Mental Health Services Received in the Past Year: Among Adults Aged 18 or Older with Any Mental Illness in the Past Year; 2008-2020 (Substance Abuse and Mental Health Services Administration, 2021)

As a result, self-harm related content is prevalent and frequently encountered, especially among younger users. In 2021, Instagram took action on ~17 millions of suicide and self-injury content.

What's at stake

"In recent years, there has been increasing acknowledgement of the important role mental health plays in achieving global development goals."

World Health Organization

Mental health is an increasingly important topic, especially among younger users. Its importance is reflected on social media, in apps and in virtual worlds as users increasingly express, share and discuss their issues online.

In some countries like the UK, suicide promotion is illegal. Self-harm promotion might soon become illegal too. As such, messages promoting suicide, anorexia or other potentially dangerous behaviors should be moderated by platforms.

Should you consider any related content to be promotion? Should people in distress be censored or punished? Applications and platforms may choose to moderate and take actions on content expressing sorrow, grief, dissatisfaction, but there is no specific legal obligation to do so.

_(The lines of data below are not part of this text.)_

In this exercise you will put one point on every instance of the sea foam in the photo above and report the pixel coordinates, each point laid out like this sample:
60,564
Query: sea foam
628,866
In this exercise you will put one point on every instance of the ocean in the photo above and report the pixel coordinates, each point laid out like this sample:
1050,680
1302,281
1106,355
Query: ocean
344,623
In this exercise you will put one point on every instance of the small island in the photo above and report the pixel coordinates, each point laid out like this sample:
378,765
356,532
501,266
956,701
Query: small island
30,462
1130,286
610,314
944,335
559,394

However, platforms hosting user-generated content have an ethical responsibility to act:

This is a matter of life and death since a person's life is at stake. Users searching or asking for suicide methods, and users expressing their intention to commit suicide are in urgent need for help. "Young people are known to express their suicidal ideation on social networking sites, and occasionally use these media to find out about suicidal methods" (Rice et al., 2016). This is even true for content not related directly related to suicide, as "people with severe mental health conditions die prematurely" (WHO).
There is a viral component, where self-harm can spread among users, especially among young people. Leaving self-harm content online can lead to other users being influenced in a negative way and trying to mimic such behaviors. Removing content quickly is the most remedy.

Beyond the legal and ethical needs to act, cases of promoted or even simply described suicide or self-harm will harm the experience and reputation of the platform or application.

How to detect self-harm

Detecting and removing self-harm-related content is a very difficult task, for multiple reasons:

Messages often contain vague references and clues, and can be difficult to distinguish from sadness or sorrow.
The severity of a given situation is hard to determine without knowing the context.
Users discussing topics such as anorexia or anxiety are not necessarily affected by those.
Users often try to evade filters, by using coded words or paraphrases.

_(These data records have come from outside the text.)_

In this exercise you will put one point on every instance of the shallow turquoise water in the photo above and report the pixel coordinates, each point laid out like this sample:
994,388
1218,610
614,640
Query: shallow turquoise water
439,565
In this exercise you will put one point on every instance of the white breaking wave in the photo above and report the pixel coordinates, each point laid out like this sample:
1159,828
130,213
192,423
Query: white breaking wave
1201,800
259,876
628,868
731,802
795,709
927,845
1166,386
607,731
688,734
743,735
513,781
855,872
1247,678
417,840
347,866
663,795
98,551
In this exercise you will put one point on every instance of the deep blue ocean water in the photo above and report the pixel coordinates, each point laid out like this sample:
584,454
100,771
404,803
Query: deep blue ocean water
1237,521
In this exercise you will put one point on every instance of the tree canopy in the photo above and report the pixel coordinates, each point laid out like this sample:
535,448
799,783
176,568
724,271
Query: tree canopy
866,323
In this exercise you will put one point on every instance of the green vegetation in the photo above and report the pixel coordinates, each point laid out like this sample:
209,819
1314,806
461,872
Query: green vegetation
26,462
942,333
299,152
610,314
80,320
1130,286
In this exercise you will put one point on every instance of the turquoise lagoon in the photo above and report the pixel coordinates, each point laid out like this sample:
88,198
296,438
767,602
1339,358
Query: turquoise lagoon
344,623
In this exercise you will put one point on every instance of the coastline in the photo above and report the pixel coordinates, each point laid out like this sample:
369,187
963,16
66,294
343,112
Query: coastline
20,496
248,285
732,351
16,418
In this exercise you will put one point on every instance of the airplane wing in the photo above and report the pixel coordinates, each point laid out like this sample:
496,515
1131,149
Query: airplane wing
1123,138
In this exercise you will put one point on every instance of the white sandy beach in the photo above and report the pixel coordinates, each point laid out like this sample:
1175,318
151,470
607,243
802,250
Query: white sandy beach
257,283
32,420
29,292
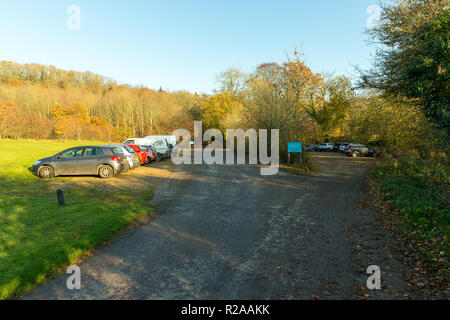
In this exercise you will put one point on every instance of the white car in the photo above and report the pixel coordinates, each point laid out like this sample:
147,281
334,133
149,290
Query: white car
159,143
133,160
326,147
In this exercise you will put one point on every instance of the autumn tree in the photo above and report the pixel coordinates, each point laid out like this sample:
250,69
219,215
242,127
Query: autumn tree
413,58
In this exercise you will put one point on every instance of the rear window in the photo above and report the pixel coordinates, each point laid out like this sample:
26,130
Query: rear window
117,150
129,149
92,152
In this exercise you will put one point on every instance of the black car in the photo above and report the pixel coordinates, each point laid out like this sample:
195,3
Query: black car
360,151
86,160
336,146
312,147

That said, apps and platforms typically resort to four levels of detection measures:

user reporting
human moderators
keyword-based filters
ML models

User reporting

Platforms should consider the great help that other users can provide: they can report alarming messages to the trust and safety team so that these are reviewed by moderators and handled by the platform. It's a simple way to do text moderation, the user just needs a way to do the report. The main disadvantage is the delay needed to properly handle a potentially large volume of reports.

To simplify the handling and prioritization of user reports, it is important that users have the option to categorize their reports, with categories such as self-harm or suicide.

Human moderators

Human moderators are useful for detecting potential self harm or suicide, even if according to Twitter, "judging behavior based on online posts alone is challenging". This means that moderators (and even users) should be provided with clear guidelines: what are the warning signs, what constitutes suicidal or dangerous thoughts, etc. For instance, someone describing self-harm or suicide without identifying himself as suicidal should probably be treated differently as a person who identifies as suicidal or has already attempted suicide or frequently posts messages about self-harm, depression or suicide.

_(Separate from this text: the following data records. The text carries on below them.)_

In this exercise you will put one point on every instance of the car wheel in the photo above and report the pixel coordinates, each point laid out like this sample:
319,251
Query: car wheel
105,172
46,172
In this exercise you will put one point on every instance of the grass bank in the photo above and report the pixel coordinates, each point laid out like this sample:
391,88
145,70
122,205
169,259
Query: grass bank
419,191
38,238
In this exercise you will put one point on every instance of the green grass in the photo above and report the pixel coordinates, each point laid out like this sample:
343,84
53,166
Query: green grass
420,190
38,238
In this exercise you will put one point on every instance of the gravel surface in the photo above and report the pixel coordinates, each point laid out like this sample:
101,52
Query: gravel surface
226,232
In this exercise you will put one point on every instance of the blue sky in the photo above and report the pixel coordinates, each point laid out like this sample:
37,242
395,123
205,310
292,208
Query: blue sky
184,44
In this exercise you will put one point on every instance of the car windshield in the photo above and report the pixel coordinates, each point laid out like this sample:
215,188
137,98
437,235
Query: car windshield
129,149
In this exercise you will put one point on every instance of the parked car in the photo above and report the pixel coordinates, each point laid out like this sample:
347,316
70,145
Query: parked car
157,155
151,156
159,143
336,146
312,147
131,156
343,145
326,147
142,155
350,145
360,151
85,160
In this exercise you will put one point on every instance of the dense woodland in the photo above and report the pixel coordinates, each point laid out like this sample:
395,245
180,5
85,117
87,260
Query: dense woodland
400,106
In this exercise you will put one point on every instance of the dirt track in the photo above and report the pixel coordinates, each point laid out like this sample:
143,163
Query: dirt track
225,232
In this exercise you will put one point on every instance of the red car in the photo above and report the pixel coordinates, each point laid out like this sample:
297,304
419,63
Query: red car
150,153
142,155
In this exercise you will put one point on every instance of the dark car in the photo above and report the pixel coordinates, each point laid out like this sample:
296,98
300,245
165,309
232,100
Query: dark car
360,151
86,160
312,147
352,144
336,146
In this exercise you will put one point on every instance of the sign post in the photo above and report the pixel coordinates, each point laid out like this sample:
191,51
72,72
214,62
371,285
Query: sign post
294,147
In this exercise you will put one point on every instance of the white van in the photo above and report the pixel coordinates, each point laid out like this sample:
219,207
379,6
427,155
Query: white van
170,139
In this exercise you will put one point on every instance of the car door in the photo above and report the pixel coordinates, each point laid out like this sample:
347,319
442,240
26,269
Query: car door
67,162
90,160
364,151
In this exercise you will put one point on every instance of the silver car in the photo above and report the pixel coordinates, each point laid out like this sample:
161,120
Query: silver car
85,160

In addition to the challenges inherent to human moderation, such as slower speed and lower consistency, there are a few challenges specific to self-harm that need to be taken into account:

Being exposed to harmful messages may have an impact on their mental health and well-being.
Many terms or expressions used to refer to self-harm are not widely known and might be missed by untrained moderators.

Keyword-based filters

Keywords can be used to pre-filter comments and messages by detecting words related to mental health, such as:

suicide and self-injury: suicide, kill myself, kms, hurt myself, cutting tw, sewerslide, etc.
anxiety and depression: depressed, hate myself, mentally tired, nobody cares, etc.
eating disorders: anorexia, bulimia, pro ana, ana tips, etc.
etc.

Keywords such as those will necessarily flag many false positives, meaning messages that contain those words without being problematic. But they are still helpful as human moderators can then focus on a shorter list of messages to be verified, leading to better reactivity.

Of course, there is a risk of missing cases by using only keywords since many worrying messages do not contain any problematic keywords:

please tell me how I can make this life stop

I'm saying farewell tonight

ML models

The use of ML models may complement the keywords and human moderators approach by detecting such cases with the help of annotated datasets containing self-harm or suicide-related content.

Automated moderation can also be used to moderate images and videos submitted by users, and by detecting depictions of self-harm, self-injury, violence or weapons.

What actions should be taken with self-harm content

Some solutions provide help to platforms and applications hosting user-generated content. For example, kokocares is a free initiative whose goal is to make mental health accessible to everyone. They created a Suicide Prevention Kit that provides keywords to detect risky situations in real time, support resources for users and dashboards and statistics to measure outcomes.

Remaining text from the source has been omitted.